Ça doit faire maintenant deux petites semaines que je me suis mit au Java, et, je commence à faire des programmes un peu compliqués et j'aimerais les tester sur PC. Jusqu'à présent, je n'avais pas exporté de fichier Java en .JAR, et je ne sais pas du tout comment m'y prendre. J'ai déja exporté des fichiers en "mac os x Bundle" et ça fonctionne bien  :love: (executable que sur mac).
J'ai regardé plusieurs tutos sur le web mais aucun d'eux n'est précis... Avec Eclipse, je peux generer un fichier .jar de mon fichier, mais il m'est impossible de le lancer (????). 
Après, les magouilles du style t'ouvres le terminal, tu tapes bidule puis chouette, ça fonctionne pas chez moi... Donc voilà, je vous demande de m'expliquer clairement, etape par etape, en me considérant comme le plus gros débile du monde, comment faire pour exporter mon projet Java en .JAR. 

Merci d'avance et bonne soirée.


----------



## Rez2a (14 Février 2009)

Personnellement dans le terminal ça marche très bien :
tu te places dans le répertoire où est situé le fichier .jar que tu veux lancer, et tu tapes "java nomDuFichier" ; le piège, c'est qu'il ne faut pas taper "java nomDuFichier.jar" mais bien omettre l'extension.
Pour transformer un fichier .class en .jar, tu tapes "javac nomDuFichier.class".


----------



## grumff (14 Février 2009)

Un jar c'est juste un fichier zip renommé en jar avec les .class java dedans et éventuellement un fichier de conf pour lui dire quoi exécuter.
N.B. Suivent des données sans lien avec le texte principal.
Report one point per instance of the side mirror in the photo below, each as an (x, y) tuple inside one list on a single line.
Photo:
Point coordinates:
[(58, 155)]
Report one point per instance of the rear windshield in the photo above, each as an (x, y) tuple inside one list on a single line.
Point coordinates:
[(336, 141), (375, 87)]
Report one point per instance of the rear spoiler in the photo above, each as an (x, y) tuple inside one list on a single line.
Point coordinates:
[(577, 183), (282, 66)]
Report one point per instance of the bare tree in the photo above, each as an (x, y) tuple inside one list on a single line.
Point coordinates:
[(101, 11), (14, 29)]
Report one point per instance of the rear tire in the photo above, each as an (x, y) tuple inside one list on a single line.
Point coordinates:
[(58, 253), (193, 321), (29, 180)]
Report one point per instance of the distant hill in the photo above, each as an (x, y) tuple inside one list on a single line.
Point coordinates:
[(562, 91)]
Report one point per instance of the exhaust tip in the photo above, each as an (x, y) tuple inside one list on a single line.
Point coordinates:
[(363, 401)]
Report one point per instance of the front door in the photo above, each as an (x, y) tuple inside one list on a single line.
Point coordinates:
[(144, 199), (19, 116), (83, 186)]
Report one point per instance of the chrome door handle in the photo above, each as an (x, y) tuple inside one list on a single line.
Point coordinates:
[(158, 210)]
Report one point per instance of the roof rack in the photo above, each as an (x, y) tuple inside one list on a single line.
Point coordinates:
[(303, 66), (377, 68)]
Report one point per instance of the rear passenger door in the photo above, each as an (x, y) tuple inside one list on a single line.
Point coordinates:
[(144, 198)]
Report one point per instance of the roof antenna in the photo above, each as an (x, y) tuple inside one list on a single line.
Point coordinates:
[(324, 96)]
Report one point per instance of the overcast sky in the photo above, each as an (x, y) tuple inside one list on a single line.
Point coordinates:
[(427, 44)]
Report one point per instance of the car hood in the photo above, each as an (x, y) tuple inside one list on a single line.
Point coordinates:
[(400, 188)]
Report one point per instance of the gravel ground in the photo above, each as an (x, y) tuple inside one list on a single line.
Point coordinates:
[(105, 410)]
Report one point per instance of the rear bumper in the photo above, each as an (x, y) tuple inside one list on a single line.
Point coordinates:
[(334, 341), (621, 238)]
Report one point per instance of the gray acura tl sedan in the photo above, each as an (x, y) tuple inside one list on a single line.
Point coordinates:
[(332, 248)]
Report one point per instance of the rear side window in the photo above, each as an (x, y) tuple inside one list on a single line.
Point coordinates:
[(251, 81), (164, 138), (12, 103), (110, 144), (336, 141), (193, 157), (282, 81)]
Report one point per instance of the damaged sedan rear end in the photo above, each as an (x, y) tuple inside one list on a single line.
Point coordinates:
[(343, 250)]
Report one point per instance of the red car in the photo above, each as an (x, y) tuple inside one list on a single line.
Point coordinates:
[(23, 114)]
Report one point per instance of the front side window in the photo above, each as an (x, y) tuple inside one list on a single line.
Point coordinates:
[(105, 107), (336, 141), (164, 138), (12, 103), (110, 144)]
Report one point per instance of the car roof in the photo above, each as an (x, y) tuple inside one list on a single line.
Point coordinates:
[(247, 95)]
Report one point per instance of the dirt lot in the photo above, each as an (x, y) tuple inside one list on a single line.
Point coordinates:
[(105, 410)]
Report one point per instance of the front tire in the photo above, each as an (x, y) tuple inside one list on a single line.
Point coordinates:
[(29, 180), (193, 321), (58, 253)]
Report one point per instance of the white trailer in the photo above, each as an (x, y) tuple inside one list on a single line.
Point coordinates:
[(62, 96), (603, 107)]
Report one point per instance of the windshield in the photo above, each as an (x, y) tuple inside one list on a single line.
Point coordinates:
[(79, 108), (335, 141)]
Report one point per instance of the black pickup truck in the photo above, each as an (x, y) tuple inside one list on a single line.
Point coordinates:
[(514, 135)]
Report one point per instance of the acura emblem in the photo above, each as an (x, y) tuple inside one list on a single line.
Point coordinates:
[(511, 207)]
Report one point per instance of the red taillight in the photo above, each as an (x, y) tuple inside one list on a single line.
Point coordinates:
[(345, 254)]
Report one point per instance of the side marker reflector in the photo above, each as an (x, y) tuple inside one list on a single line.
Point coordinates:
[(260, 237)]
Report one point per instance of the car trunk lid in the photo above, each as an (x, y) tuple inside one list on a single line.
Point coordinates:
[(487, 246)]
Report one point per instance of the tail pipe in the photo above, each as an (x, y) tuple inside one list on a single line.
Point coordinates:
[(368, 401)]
Tu peux aussi faire un script ant c'est encore le plus simple.


----------



## Flash Gordon (14 Février 2009)

Je peux pas ouvrir le jar, avec vos deux methodes... 


> Personnellement dans le terminal ça marche très bien :
> tu te places dans le répertoire où est situé le fichier .jar que tu veux lancer, et tu tapes "java nomDuFichier" ; le piège, c'est qu'il ne faut pas taper "java nomDuFichier.jar" mais bien omettre l'extension.
> Pour transformer un fichier .class en .jar, tu tapes "javac nomDuFichier.class".





> en me prenant pour le plus gros des cons



Je sais pas comment specifier le chemin d'accès, merci de donner toutes les etapes


----------



## tatouille (15 Février 2009)

http://java.sun.com/docs/books/tutorial/deployment/jar/



http://plumber.gnu-darwin.org/home/pub/Projects/2001-2006/ArgoUML-icons/Margo_Starter_script


----------



## Flash Gordon (15 Février 2009)

J'en suis venu à la conclusion que j'avais un bug avec mon JDK et peut etre ma JVM, je voudrais donc installer les dernieres versions de ces derniers mais je ne les trouve pas . Même sur l'espace developpeur d'apple, je trouve rien :/. Merci de m'aider .


----------



## Flash Gordon (15 Février 2009)

J'ai résolu mon pb, cimer ! ciao !


----------



## Rez2a (15 Février 2009)

Sur un forum l'usage veut qu'on donne la solution à son problème lorsqu'on l'a trouvée tout seul.


----------



## Flash Gordon (15 Février 2009)

Bah en fait fallait que je mette à jour Eclipse, c'est aussi con que ça .


----------



## dmo95 (17 Février 2009)

Héhé, no comment...


----------